Efficacy, Safety, and Biomarkers of Toripalimab in Patients with Recurrent or Metastatic Neuroendocrine Neoplasms: A Multiple-Center Phase Ib Trial

NENs are a highly heterogeneous group of tumors, with biological behaviors varying significantly from relatively inert to highly aggressive (1). Patients with recurrent or metastatic NENs have limited treatment options and poor prognosis. Platinum-based chemotherapy is the current standard first-line treatment for advanced NECs. After the failure of platinum-based regimen, the median PFS observed from the second-line treatments were less than 3–4 months, and median OS were less than 6 months (2–5). Tyrosine kinase inhibitors (sunitinib) and mTOR inhibitors (everolimus) have been shown to prolong progression-free survival for NETs (6–8), but these agents have a low response rate. Alternative second-line regimens include temozolomide combinations, FOLFIRI and FOLFOX (2, 3), but also with limited clinical efficacy. Unmet medical need for more effective and less toxic therapies remains in the second-line setting for advanced NENs, especially patients with high proliferation index (Ki-67 > 10%).

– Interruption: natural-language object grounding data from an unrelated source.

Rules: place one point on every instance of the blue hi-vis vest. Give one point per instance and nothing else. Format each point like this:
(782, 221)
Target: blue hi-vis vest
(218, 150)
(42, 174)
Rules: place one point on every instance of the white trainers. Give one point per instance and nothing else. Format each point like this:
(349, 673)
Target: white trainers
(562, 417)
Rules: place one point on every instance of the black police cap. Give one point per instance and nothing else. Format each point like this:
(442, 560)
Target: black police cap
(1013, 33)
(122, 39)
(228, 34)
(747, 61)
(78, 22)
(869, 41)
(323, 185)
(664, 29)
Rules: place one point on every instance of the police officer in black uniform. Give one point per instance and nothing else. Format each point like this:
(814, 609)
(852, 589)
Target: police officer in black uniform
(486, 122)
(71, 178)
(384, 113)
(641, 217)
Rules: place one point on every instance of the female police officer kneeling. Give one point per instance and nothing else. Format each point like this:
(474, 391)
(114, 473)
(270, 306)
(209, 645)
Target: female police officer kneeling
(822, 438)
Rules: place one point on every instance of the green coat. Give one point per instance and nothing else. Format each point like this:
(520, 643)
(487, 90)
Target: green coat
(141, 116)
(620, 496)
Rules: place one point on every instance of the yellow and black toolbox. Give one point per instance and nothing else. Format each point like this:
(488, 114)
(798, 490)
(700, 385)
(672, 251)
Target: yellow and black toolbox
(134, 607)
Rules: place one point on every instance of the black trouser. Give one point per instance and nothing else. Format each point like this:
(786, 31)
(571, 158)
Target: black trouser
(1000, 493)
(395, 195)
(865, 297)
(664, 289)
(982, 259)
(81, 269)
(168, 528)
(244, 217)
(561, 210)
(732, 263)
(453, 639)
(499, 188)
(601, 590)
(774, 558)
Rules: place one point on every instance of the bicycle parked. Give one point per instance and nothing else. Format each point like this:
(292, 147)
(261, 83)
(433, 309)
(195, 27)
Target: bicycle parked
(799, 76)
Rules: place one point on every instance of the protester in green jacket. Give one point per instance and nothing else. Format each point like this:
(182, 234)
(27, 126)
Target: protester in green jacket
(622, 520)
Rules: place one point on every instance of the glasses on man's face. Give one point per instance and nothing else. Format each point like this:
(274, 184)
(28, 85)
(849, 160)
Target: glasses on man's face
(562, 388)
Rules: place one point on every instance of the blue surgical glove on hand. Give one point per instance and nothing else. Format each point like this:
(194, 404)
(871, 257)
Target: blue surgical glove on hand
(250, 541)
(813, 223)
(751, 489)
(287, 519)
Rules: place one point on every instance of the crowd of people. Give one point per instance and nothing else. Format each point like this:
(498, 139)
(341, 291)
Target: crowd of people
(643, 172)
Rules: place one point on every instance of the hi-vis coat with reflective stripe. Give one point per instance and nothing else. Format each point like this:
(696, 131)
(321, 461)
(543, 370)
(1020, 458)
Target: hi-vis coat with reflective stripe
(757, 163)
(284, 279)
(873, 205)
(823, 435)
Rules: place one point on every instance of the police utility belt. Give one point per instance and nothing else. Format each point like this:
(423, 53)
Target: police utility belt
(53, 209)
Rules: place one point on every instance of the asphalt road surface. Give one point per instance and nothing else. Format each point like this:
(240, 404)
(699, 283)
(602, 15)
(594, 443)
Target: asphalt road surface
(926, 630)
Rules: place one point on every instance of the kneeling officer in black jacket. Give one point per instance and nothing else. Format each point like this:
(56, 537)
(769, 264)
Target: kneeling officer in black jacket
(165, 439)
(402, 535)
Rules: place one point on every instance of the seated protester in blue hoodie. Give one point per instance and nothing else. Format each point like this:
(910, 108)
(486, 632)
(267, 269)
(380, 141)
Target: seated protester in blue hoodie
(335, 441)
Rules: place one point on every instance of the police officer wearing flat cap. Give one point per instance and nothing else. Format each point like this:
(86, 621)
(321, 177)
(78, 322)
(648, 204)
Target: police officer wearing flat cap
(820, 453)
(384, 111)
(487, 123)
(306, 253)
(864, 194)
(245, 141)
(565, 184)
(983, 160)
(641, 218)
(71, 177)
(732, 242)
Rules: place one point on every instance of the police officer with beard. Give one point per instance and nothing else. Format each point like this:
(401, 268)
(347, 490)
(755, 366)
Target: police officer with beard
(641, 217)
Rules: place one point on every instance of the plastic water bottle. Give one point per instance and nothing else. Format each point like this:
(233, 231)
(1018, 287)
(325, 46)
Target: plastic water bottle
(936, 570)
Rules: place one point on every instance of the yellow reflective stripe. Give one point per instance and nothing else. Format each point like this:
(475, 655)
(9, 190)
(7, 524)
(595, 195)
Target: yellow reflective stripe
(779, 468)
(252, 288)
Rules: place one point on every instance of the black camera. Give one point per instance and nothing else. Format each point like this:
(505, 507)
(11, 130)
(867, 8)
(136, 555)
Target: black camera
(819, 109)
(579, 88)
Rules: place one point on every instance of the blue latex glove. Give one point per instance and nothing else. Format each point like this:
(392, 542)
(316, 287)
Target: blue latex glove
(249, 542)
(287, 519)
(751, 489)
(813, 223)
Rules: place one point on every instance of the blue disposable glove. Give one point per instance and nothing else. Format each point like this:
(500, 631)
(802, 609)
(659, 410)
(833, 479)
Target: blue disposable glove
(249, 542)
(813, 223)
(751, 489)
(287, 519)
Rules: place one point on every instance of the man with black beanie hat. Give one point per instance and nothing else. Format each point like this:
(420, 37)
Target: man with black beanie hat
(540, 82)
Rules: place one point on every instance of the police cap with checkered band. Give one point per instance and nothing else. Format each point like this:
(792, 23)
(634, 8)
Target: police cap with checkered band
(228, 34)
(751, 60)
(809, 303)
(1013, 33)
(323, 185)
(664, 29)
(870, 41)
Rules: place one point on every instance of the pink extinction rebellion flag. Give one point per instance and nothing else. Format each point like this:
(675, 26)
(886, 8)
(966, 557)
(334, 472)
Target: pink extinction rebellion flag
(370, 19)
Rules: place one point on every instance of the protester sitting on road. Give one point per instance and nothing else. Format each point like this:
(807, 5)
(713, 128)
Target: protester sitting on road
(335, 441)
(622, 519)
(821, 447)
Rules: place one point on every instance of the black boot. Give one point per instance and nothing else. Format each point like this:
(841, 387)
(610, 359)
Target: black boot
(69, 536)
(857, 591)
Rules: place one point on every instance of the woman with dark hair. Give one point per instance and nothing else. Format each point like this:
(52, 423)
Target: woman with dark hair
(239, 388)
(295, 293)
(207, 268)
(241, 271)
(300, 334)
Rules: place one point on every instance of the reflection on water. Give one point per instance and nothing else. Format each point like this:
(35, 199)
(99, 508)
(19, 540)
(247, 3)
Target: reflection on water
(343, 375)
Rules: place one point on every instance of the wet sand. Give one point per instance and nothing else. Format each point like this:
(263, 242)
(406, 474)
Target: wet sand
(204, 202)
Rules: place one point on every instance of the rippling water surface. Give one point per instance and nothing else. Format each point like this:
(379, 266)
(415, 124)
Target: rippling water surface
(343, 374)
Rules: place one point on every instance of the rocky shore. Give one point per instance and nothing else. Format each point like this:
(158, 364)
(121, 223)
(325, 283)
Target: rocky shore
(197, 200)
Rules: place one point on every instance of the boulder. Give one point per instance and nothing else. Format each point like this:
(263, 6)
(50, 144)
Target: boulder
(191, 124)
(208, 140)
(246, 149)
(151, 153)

The programmed death 1 (PD-1) immune checkpoint pathway consists of PD-1, a coinhibitory receptor expressed on activated T-cell and its two ligands PD-L1 and PD-L2 expressed on tumor and immune cells (9). While PD-1 pathway is crucial for the induction and maintenance of peripheral tolerance, upregulation of PD-L1 in the tumor microenvironment leads to suppression of immune response in many solid tumors (10, 11). In recent years, PD-1 pathway blockade by mAbs has become an integral component of disease management for many cancer indications, especially in tumors with high PD-L1 expression and/or high lymphocyte infiltration (9). However, none of these agents have been approved for advanced NENs. Previous clinical studies have shown subgroups of NENs with frequent lymphocyte infiltration (12) and PD-L1 expression (13–15), indicating a therapeutic potential for PD-1 blockade therapy in NENs.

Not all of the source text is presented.